How to disable Mandarin if needed:

# In router-v3.md prompt, replace language detection section with:
## LANGUAGE
Currently English only. If the caller speaks Mandarin or requests Chinese:
Say: "I'm sorry, we currently support English only.
      For Mandarin assistance, please call the clinic directly at [clinic phone]."
Do NOT route to Chinese track agents.

This is a business decision, not a technical failure. A buggy Mandarin experience is worse than no Mandarin. Better to launch English-only and add Mandarin in a v3.1 patch.

Day 5: Fix Whatever Mandarin Testing Reveals

Reserve this day for fixing issues found in Mandarin testing. Common issues from memory:

  • GPT-4o space-separated Chinese characters → monitor, may need prompt instruction "Never add spaces between Chinese characters"
  • Azure TTS pronunciation of English names in Chinese context → may need phonetic hints
  • Deepgram nova-2 ZH transcription accuracy → if poor, consider switching to AssemblyAI Universal for ZH track

Week 3 (Mar 5-11): Clinic Onboarding + Operational Readiness

Theme: Configure the actual clinic. Build the safety net.

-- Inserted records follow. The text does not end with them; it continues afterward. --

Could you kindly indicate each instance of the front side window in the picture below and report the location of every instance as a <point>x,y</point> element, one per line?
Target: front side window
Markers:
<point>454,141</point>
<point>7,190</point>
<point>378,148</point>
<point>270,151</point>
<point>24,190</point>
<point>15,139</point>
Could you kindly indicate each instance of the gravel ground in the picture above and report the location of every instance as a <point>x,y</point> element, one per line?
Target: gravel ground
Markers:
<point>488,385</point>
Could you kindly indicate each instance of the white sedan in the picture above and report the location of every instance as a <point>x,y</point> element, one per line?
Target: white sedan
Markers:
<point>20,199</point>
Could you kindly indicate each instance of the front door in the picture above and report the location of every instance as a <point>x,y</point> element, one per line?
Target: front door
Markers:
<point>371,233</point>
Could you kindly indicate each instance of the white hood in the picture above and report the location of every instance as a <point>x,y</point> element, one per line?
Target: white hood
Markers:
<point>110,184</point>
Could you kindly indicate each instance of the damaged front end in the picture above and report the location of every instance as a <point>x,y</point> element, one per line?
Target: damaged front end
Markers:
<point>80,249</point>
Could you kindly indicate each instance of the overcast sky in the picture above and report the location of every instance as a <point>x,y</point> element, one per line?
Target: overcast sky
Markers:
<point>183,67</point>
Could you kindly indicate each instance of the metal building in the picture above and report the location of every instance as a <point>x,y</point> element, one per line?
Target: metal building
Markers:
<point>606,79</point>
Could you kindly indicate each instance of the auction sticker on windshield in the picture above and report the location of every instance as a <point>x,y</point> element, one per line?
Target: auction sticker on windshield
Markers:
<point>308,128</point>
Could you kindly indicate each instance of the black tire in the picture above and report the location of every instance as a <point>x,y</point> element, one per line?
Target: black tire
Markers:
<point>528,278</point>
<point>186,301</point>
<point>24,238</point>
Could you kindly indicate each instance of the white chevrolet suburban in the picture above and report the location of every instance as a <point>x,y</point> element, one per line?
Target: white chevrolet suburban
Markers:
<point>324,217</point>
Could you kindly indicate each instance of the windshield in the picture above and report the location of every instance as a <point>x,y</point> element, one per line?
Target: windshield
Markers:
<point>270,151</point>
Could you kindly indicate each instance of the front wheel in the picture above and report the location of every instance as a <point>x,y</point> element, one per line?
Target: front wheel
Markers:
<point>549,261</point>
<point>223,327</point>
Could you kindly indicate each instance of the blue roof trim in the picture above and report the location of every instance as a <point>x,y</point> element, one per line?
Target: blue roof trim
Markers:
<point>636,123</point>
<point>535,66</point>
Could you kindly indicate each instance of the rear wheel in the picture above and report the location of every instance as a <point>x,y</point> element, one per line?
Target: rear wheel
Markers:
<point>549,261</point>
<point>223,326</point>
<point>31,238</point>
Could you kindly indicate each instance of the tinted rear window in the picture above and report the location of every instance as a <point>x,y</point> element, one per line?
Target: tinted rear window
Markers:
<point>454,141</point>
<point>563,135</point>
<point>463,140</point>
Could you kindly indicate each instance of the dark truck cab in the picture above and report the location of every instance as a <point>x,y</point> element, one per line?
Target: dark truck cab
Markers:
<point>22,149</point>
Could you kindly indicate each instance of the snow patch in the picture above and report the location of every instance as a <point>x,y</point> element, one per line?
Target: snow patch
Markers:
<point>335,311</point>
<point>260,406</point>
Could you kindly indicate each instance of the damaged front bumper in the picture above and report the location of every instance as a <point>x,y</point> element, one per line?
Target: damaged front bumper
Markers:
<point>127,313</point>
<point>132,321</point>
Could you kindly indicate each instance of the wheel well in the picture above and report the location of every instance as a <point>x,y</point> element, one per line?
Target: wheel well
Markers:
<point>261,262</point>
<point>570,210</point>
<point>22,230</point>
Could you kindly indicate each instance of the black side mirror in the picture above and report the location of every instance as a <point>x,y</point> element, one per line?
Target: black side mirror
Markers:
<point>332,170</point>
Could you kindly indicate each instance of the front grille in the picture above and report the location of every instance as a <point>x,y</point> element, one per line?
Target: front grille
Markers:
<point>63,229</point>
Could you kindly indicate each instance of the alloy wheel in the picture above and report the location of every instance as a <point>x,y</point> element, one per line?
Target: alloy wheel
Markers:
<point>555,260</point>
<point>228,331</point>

Day 1-2: Clinic Onboarding

Complete all 7 required pre-launch checks for the target clinic:

Check What's Needed Who Provides It
1. Clinic info Name, phone, address, timezone Clinic admin
2. Business hours Mon-Fri hours, closed days Clinic admin
3. Providers Provider names + OSCAR provider IDs Clinic admin + OSCAR
4. EMR connection OSCAR SOAP URL + credentials, verified connectivity VitaraVox team
5. Vapi phone Assign Telnyx number, configure in Vapi squad VitaraVox team
6. Privacy officer Name + email (PIPEDA requirement) Clinic admin
7. Encrypted credentials Verify AES-256-GCM encryption works for stored OSCAR creds Automated check

Run onboarding validation:

curl -s https://api-dev.vitaravox.ca/api/admin/clinics/{clinicId}/onboarding \
  -H "Authorization: Bearer {token}" | jq '.data.checks'

All 7 required checks must show passed: true.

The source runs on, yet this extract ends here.